Greenbaum died of alcohol-related problems, one day after his 41st birthday, the alcoholism fueled by his career difficulties and depression resulting from the still birth of their only son. Cecil Gray wrote: "There is no more tragic figure than the great interpretive artist who has never been given a chance to reveal his powers. Such was Hyam Greenbaum."

== Composition and orchestration ==
As a composer, Greenbaum achieved some recognition with his Parfums de Nuits, three miniatures for oboe and orchestra written for Leon Goossens and performed at the Proms on 12 October 1922. He then conducted the premiere of his orchestral piece A Sea Poem at the 1923 Proms, repeating it the following year.

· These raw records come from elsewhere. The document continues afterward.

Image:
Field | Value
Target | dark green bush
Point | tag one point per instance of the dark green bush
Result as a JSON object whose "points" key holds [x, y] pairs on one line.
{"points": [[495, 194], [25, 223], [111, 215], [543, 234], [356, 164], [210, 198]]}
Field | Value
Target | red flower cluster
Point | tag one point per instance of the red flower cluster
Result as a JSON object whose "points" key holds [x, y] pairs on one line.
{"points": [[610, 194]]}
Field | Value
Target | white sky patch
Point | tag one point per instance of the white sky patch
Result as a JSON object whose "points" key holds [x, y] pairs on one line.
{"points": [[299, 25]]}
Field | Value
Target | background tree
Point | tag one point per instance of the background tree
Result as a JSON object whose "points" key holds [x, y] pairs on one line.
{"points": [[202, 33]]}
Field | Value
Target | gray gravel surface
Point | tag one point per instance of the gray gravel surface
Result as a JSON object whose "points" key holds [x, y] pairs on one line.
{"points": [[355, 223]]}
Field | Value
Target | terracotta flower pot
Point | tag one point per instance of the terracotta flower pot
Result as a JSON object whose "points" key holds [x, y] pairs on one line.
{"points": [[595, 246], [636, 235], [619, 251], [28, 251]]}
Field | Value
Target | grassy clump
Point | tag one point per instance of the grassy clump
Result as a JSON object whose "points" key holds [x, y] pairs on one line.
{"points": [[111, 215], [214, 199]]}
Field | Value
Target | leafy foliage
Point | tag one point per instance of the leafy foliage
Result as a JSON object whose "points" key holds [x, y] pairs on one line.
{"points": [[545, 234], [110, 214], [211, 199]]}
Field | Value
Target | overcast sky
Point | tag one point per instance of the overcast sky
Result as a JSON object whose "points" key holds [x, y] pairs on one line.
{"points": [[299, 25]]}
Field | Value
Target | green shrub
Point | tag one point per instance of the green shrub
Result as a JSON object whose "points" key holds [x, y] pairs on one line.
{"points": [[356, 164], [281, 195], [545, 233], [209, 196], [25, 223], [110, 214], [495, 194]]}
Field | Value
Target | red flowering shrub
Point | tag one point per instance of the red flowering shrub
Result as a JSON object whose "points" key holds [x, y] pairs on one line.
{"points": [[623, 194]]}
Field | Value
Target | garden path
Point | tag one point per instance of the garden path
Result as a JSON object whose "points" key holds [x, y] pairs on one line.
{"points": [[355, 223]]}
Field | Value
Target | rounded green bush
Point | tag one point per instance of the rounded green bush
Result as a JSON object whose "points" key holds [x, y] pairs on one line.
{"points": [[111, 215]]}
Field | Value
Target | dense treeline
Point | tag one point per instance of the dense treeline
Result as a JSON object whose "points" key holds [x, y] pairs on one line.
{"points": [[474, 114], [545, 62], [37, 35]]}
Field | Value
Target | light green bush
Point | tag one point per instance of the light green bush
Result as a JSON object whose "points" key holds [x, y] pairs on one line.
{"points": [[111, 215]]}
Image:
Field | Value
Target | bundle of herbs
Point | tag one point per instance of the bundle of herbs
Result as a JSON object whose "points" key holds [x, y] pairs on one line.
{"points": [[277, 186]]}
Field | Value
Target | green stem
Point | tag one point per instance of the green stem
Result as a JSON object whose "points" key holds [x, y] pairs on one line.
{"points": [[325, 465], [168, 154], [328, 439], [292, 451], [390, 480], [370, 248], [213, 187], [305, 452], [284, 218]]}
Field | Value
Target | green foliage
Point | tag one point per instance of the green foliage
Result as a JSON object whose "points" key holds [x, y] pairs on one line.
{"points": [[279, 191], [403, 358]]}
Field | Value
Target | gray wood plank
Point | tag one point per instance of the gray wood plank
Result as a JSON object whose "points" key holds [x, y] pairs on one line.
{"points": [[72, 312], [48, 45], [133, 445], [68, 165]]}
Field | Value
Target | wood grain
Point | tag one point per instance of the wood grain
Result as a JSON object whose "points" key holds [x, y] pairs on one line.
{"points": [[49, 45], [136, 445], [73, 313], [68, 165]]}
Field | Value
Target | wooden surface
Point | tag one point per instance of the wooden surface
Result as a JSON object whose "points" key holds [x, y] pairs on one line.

However, his greatest contributions to contemporary music came from his conducting and orchestration work, and from helping other composers at difficult times in the composition process. He orchestrated some of William Walton's film scores, including Escape Me Never in 1935 and As You Like It in 1936 and assisted Walton with both the Viola Concerto and the Symphony No 1. Similarly, he helped Constant Lambert complete his choral work Summer's Last Will and Testament, also standing in as conductor for the second performance when Lambert was too ill to appear himself. Lambert inscribed the vocal score he gave to Greenbaum: "To Hyam Greenbaum (who as far as I remember wrote most of this work) from Constant Lambert".